A unique project to record and preserve Greater Manchester’s tree heritage has secured investment
from the Heritage Lottery Fund (HLF).

The project, Greater Manchester’s Heritage Trees from Red Rose Forest will over the next four years, collect people’s stories, photographs and memories about their local trees, woodlands, orchards and hedgerows.

The aim is to build up an online record of the city’s tree heritage and the special part it plays in our society and culture.

Hilary Wood, Green Streets Manager at Red Rose Forest said:

Trees have played a crucial role in the history and heritage of the towns and cities of Greater Manchester.
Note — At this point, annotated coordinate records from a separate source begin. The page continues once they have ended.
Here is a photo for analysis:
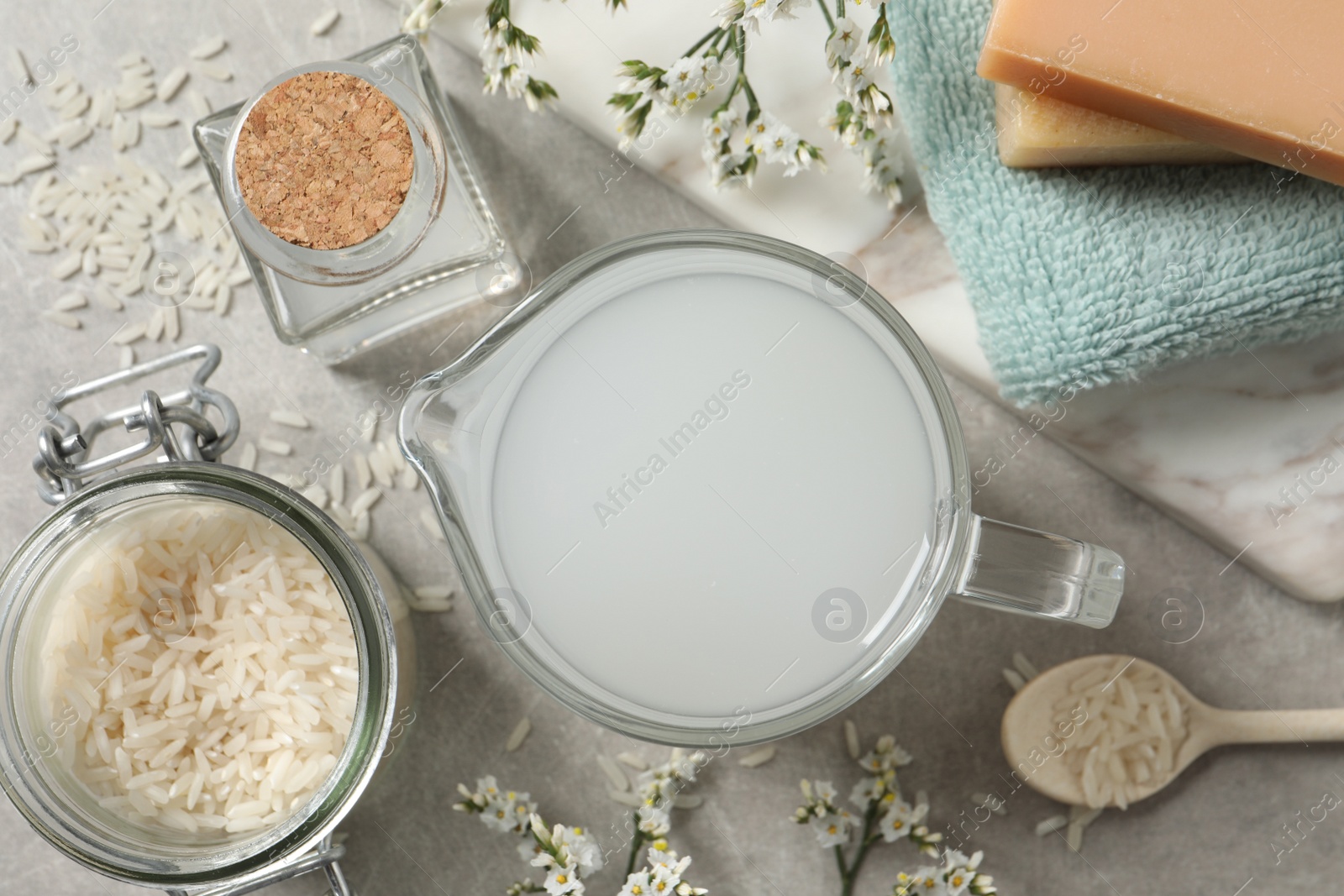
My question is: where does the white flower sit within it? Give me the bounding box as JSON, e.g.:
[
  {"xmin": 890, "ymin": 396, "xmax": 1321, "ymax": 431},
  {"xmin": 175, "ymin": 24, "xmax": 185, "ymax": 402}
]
[
  {"xmin": 544, "ymin": 865, "xmax": 583, "ymax": 896},
  {"xmin": 878, "ymin": 799, "xmax": 929, "ymax": 844},
  {"xmin": 551, "ymin": 825, "xmax": 602, "ymax": 874},
  {"xmin": 649, "ymin": 858, "xmax": 690, "ymax": 896},
  {"xmin": 811, "ymin": 780, "xmax": 836, "ymax": 804},
  {"xmin": 849, "ymin": 778, "xmax": 885, "ymax": 809},
  {"xmin": 736, "ymin": 0, "xmax": 811, "ymax": 34},
  {"xmin": 858, "ymin": 735, "xmax": 914, "ymax": 773},
  {"xmin": 827, "ymin": 16, "xmax": 863, "ymax": 69},
  {"xmin": 942, "ymin": 849, "xmax": 985, "ymax": 896},
  {"xmin": 616, "ymin": 871, "xmax": 652, "ymax": 896},
  {"xmin": 856, "ymin": 130, "xmax": 909, "ymax": 205},
  {"xmin": 638, "ymin": 800, "xmax": 672, "ymax": 837},
  {"xmin": 755, "ymin": 113, "xmax": 800, "ymax": 164},
  {"xmin": 648, "ymin": 846, "xmax": 690, "ymax": 878},
  {"xmin": 808, "ymin": 813, "xmax": 851, "ymax": 849},
  {"xmin": 661, "ymin": 56, "xmax": 710, "ymax": 107},
  {"xmin": 712, "ymin": 0, "xmax": 748, "ymax": 29},
  {"xmin": 894, "ymin": 865, "xmax": 948, "ymax": 896}
]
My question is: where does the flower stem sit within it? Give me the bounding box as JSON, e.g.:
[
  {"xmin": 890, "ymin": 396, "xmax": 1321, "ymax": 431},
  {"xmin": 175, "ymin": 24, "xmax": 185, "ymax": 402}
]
[
  {"xmin": 836, "ymin": 802, "xmax": 878, "ymax": 896},
  {"xmin": 681, "ymin": 29, "xmax": 723, "ymax": 56},
  {"xmin": 835, "ymin": 844, "xmax": 849, "ymax": 893},
  {"xmin": 625, "ymin": 811, "xmax": 647, "ymax": 878},
  {"xmin": 817, "ymin": 0, "xmax": 836, "ymax": 31},
  {"xmin": 735, "ymin": 25, "xmax": 761, "ymax": 121}
]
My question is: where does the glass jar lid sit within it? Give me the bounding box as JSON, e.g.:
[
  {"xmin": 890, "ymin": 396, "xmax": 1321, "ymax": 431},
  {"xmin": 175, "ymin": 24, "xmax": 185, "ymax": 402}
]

They form the backdrop to our lives and make urban areas nicer places to live and work and provide incalculable benefits to our health and wellbeing.
Just imagine a Greater Manchester without trees and you realise how critical they are. They have shaped our lives as individuals as well as our local history, culture and society.

Greater Manchester’s rich tree heritage can be found across built up areas of the conurbation as well as in more open areas of countryside, parks and green space.

The Ancient Woodland Inventory, which maps areas which have had continuous woodland cover for centuries, includes 179 sites in Greater Manchester covering 874 acres. And the Greater Manchester Tree Audit, which was carried out by Red Rose Forest, estimates that the conurbation is home to 10 million trees.